The patient is a smoker and is therefore at risk for complications and implant failure (Strietzel and coworkers, 2007). The chosen treatment approach may have over-stressed the healing capacity of the patient.
It was unclear when the implant was removed after the infection first developed. The longer the delay, the more likely it is for an infection to spread to adjacent tissue structures. In this case, the infection must have persisted long enough for the lateral incisor to be involved.
The immediate placement-immediate restoration approach should only be used when all the conditions are favorable. This includes the following low-risk factors:
Healthy, non-smoking patient.
A low-lip situation.
Thick tissue biotype.
Thick facial bone wall at extraction.
Extraction socket without infection.
Single-tooth gap situation.
The clinician should be experienced in these demanding procedures, allowing a correct three-dimensional implant placement (Buser and coworkers, 2004) with good primary stability using an implant of appropriate shape and dimensions (threaded implant, no wide-platform/wide-neck type implants).
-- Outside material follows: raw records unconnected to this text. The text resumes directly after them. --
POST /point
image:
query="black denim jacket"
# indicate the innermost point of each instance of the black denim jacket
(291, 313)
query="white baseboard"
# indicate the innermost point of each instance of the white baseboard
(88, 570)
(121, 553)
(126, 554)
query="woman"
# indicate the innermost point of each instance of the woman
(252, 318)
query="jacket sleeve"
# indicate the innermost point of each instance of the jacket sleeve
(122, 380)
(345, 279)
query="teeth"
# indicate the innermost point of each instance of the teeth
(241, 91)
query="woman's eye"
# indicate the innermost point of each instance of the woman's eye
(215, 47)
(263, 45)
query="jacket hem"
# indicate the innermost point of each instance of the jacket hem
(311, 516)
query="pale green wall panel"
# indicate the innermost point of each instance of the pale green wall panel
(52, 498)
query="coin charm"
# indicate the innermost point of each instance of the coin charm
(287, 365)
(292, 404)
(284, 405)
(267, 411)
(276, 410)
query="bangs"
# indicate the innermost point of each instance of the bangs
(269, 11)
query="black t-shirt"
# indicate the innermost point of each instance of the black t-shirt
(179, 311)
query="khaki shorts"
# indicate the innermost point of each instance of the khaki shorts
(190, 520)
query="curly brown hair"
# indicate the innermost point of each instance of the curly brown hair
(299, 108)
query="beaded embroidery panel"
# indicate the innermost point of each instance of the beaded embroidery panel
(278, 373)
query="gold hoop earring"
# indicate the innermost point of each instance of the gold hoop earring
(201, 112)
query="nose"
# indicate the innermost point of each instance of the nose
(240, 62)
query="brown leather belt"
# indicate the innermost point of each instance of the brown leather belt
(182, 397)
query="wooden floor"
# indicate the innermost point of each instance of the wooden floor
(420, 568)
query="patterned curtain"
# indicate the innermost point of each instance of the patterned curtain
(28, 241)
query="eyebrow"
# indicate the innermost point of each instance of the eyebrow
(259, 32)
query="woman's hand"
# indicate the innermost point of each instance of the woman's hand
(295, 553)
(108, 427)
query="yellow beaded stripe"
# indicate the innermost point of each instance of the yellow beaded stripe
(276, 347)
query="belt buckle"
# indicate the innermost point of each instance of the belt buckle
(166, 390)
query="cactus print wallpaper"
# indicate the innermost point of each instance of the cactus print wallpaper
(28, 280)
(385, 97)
A 53-year-old female patient was referred to the clinic for the replacement of the lower left second premolar (tooth 35) with an implant-supported crown. The crown on the tooth had fractured, leaving behind the root (Figs 1 and 2).
The remaining root structure was insufficient to offer a good prognosis for a new post-retained crown. The adjacent teeth had been endodontically treated and restored with post-retained crowns (Fig 3). The patient was healthy and a non-smoker.
The treatment plan was to extract the root of tooth 35 and immediately place an implant into the socket (Type 1). Following flap reflection, the root of tooth 35 was carefully extracted (Fig 4).
The facial bone was thin and had a marked scallop with the mid-facial bone located apically of the mesial, distal, and lingual bone walls. The socket was debrided and a Straumann Tapered Effect implant (endosteal diameter 4.1 mm, length 10 mm, Regular Neck prosthetic platform 4.8 mm) with SLA surface was placed (Fig 5).
The implant was placed with the rough-to-smooth junction at the level of the mid-facial crestal bone (Fig 6).